Search code examples
python-3.xgoogle-cloud-platformgoogle-cloud-vertex-ai

Vertex AI scheduled notebooks doesn't recognize existence of folders


I have a managed jupyter notebook in Vertex AI that I want to schedule. The notebook works just fine as long as I start it manually, but as soon as it is scheduled, it fails. There are in fact many things that go wrong when scheduled, some of them are fixable. Before explaining what my trouble is, let me first give some details of the context.

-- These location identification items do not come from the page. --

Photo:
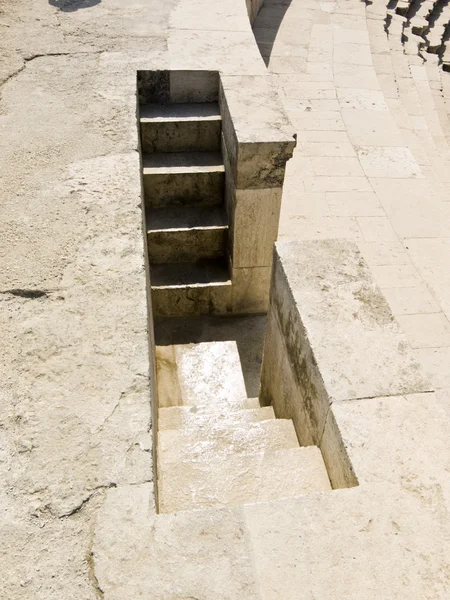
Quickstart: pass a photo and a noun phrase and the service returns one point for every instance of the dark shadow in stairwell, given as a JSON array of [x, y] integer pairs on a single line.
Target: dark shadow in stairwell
[[247, 331], [267, 24], [73, 5]]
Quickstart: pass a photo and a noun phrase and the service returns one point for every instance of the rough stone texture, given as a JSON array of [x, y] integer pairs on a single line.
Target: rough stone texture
[[74, 319], [331, 339]]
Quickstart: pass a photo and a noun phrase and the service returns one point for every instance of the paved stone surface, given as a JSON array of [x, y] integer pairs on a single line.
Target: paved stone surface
[[78, 514], [377, 113]]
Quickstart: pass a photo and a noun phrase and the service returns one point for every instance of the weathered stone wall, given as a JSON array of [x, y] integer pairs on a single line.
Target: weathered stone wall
[[253, 7], [331, 338], [75, 416]]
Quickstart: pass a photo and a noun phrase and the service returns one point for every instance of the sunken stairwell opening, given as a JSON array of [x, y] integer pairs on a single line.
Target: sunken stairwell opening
[[215, 444]]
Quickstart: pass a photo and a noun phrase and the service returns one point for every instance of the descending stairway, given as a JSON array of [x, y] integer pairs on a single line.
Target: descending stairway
[[216, 447], [187, 227]]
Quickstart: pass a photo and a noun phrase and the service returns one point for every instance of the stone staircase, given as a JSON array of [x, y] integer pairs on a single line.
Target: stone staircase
[[187, 227], [216, 447]]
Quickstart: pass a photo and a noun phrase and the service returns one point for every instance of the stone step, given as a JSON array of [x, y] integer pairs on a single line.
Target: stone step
[[179, 417], [206, 375], [203, 288], [199, 444], [185, 234], [183, 178], [180, 127], [241, 479]]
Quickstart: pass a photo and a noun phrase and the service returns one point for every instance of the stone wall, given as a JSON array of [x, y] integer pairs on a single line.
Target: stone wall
[[331, 339]]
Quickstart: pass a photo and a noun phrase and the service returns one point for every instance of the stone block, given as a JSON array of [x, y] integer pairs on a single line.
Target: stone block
[[254, 224], [340, 338], [250, 290], [194, 86]]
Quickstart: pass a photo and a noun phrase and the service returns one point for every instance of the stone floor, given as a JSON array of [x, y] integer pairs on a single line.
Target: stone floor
[[372, 162], [77, 503]]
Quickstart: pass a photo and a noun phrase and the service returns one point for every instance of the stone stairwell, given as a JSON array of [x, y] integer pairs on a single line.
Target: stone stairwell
[[216, 447], [187, 227]]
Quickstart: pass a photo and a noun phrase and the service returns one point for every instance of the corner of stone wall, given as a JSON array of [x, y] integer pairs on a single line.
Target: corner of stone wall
[[331, 341], [257, 142]]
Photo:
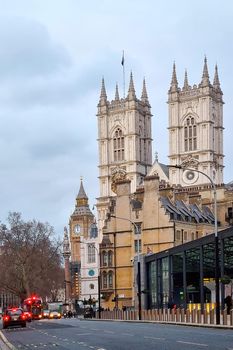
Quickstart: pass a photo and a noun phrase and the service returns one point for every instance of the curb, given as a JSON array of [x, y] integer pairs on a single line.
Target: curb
[[6, 342], [168, 323]]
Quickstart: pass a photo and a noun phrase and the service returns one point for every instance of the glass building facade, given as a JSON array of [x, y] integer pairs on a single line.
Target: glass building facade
[[186, 273]]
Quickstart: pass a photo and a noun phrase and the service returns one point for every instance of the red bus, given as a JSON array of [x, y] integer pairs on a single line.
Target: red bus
[[33, 305]]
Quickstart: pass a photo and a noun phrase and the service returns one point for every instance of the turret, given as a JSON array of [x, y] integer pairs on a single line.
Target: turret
[[205, 75], [117, 98], [103, 95], [216, 83], [144, 97], [186, 84], [174, 82], [131, 91]]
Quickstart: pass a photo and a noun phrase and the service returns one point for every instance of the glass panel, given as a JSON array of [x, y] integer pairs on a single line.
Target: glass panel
[[152, 284], [177, 273], [165, 280], [193, 275]]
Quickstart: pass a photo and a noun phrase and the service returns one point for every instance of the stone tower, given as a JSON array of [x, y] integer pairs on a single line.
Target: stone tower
[[66, 255], [83, 240], [80, 223], [196, 129], [124, 140]]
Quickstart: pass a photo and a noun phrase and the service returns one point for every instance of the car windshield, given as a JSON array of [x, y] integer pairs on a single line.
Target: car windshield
[[14, 312]]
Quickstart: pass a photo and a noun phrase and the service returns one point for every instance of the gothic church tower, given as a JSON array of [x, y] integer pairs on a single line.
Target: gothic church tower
[[196, 129], [124, 140]]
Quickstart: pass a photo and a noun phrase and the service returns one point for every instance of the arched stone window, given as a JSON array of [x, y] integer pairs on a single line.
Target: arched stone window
[[105, 258], [91, 253], [105, 280], [190, 134], [110, 258], [110, 279], [118, 145]]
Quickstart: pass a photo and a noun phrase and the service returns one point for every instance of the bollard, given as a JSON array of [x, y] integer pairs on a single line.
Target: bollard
[[212, 313], [199, 316], [178, 315], [231, 317], [153, 315], [194, 315], [205, 318], [173, 315], [160, 315], [224, 314], [182, 314], [187, 316]]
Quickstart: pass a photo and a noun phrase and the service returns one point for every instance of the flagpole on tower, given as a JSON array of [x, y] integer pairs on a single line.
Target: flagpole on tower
[[123, 68]]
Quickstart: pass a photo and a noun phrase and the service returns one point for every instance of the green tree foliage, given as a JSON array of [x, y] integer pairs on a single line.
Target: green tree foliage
[[30, 258]]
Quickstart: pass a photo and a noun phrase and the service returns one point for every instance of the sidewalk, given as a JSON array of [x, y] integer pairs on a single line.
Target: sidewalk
[[4, 344]]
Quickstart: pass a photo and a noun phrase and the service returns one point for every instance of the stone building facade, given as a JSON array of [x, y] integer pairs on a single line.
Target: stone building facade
[[169, 206]]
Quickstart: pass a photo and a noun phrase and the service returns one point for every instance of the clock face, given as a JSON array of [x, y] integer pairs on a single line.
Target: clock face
[[190, 177], [91, 272], [77, 229]]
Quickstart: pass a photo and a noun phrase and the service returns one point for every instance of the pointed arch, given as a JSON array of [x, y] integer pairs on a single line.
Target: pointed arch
[[190, 133], [118, 145], [110, 279], [110, 255], [104, 280]]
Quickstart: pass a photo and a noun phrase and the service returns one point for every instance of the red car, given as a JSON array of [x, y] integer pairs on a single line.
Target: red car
[[13, 317], [28, 316]]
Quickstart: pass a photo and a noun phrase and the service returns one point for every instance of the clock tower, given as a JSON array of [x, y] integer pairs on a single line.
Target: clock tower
[[196, 129], [124, 141], [80, 223], [84, 249]]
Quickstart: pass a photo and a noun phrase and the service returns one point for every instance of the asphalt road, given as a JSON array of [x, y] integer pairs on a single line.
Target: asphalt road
[[73, 334]]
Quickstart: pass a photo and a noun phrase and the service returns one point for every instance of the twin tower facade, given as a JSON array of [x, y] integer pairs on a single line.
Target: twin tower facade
[[195, 135]]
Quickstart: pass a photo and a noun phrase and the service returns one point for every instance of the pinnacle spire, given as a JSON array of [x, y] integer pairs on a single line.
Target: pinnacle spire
[[144, 96], [216, 82], [117, 93], [174, 82], [205, 75], [103, 95], [81, 193], [131, 91], [186, 84], [66, 245]]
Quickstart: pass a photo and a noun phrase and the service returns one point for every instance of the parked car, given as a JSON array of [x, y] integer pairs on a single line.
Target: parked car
[[54, 314], [13, 317], [28, 316], [45, 313], [88, 312]]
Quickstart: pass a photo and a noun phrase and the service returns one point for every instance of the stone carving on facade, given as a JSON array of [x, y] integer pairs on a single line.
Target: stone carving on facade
[[189, 162], [118, 174]]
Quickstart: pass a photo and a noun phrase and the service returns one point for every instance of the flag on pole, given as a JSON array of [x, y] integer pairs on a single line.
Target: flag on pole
[[123, 59]]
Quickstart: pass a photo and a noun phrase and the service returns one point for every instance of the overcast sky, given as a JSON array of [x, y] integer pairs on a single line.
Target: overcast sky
[[53, 55]]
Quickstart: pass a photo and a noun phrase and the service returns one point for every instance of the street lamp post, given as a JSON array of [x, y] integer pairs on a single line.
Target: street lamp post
[[138, 264], [98, 280], [215, 237]]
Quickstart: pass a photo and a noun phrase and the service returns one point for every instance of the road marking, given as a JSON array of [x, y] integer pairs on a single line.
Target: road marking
[[110, 332], [190, 343], [155, 338]]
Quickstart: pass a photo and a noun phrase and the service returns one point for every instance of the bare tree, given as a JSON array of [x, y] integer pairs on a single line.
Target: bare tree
[[30, 258]]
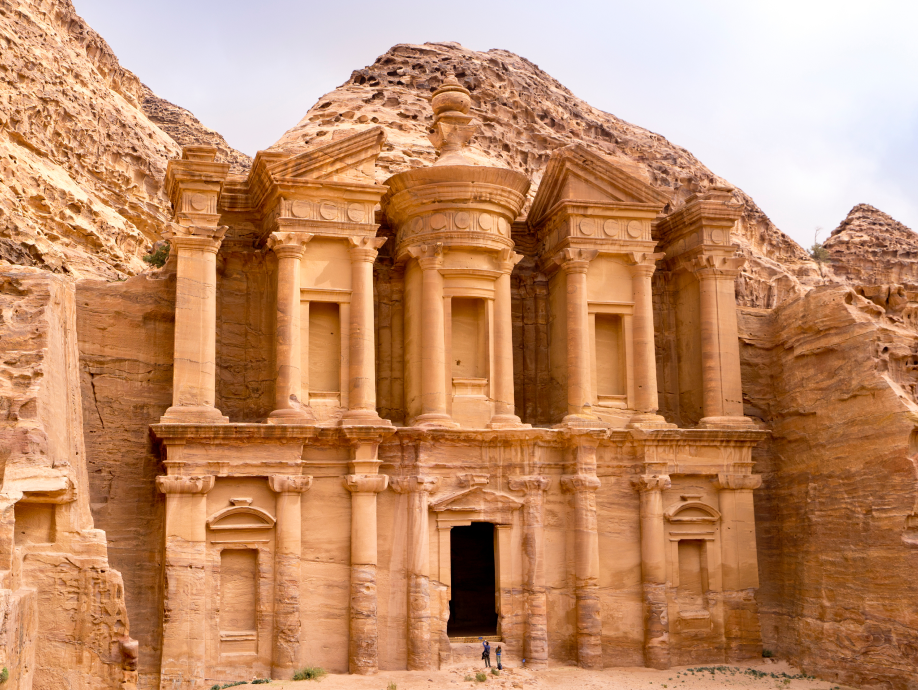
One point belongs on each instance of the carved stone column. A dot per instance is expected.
(290, 408)
(193, 378)
(504, 416)
(645, 362)
(362, 391)
(739, 565)
(575, 263)
(433, 338)
(653, 569)
(287, 552)
(722, 401)
(535, 647)
(184, 614)
(364, 484)
(418, 490)
(586, 567)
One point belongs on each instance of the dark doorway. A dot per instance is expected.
(472, 608)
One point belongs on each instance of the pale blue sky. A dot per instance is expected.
(810, 106)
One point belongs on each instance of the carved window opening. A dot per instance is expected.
(469, 349)
(611, 384)
(473, 600)
(238, 601)
(324, 350)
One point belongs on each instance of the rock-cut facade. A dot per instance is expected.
(397, 497)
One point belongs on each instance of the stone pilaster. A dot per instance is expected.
(433, 338)
(504, 416)
(362, 386)
(742, 634)
(184, 615)
(653, 569)
(193, 378)
(290, 408)
(646, 403)
(363, 648)
(419, 634)
(722, 401)
(535, 647)
(575, 263)
(583, 488)
(287, 554)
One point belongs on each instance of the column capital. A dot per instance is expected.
(651, 482)
(200, 237)
(507, 259)
(288, 245)
(414, 484)
(737, 482)
(429, 256)
(706, 266)
(289, 483)
(171, 484)
(575, 260)
(529, 483)
(366, 483)
(573, 483)
(365, 249)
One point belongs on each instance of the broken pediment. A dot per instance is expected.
(477, 500)
(576, 174)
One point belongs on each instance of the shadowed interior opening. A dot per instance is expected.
(473, 607)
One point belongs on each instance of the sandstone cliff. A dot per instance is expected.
(870, 247)
(525, 115)
(81, 158)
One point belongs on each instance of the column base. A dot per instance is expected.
(363, 418)
(434, 420)
(646, 420)
(507, 421)
(193, 414)
(303, 415)
(726, 422)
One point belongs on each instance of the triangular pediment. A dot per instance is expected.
(577, 174)
(348, 159)
(477, 499)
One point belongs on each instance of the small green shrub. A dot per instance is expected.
(309, 673)
(157, 259)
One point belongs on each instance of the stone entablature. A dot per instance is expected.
(289, 524)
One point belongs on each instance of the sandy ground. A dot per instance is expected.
(769, 674)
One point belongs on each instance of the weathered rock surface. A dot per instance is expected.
(835, 521)
(525, 115)
(81, 163)
(72, 630)
(870, 247)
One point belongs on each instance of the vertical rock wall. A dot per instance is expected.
(126, 341)
(64, 621)
(836, 555)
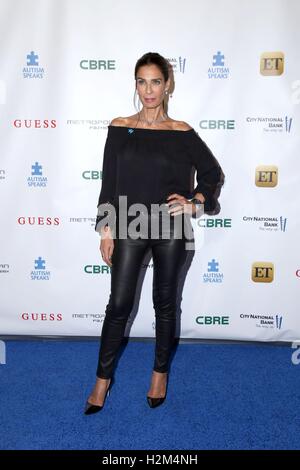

The notebook gathers information from an API for several stores and saves the data in different folders before processing it, saving csv-files to store-specific folders and to bigquery. So, in the location of the notebook, I have:

  • The notebook
  • Functions needed for the handling of data (as *.py files)
  • A series of folders, some of which have subfolders which also have subfolders

enter image description here

When I execute this manually, no problem. Everything works well and all files end up exactly where they should, as well as in different bigQuery tables.

However, when scheduling the execution of the notebook, everything goes wrong. First, the files *.py cannot be read (as import). No problem, I added the functions in the notebook.

Now, the following error is where I am at a loss, because I have no idea why it does work or how to fix it. The code that leads to the error is the following:

internal = "https://api.************************"

df_descriptions = [] 

storess = internal
response_stores = requests.get(storess,auth = HTTPBasicAuth(userInternal, keyInternal))
pathlib.Path("stores/request_1.json").write_bytes(response_stores.content)

filepath = "stores"

files = os.listdir(filepath)

for file in files:
    with open(filepath + "/"+file) as json_string:
        jsonstr = json.load(json_string)
        information = pd.json_normalize(jsonstr)
    df_descriptions.append(information)

StoreINFO = pd.concat(df_descriptions)
StoreINFO = StoreINFO.dropna()
StoreINFO = StoreINFO[StoreINFO['storeIdMappings'].map(lambda d: len(d)) > 0]

cloud_store_ids = list(set(StoreINFO.cloudStoreId))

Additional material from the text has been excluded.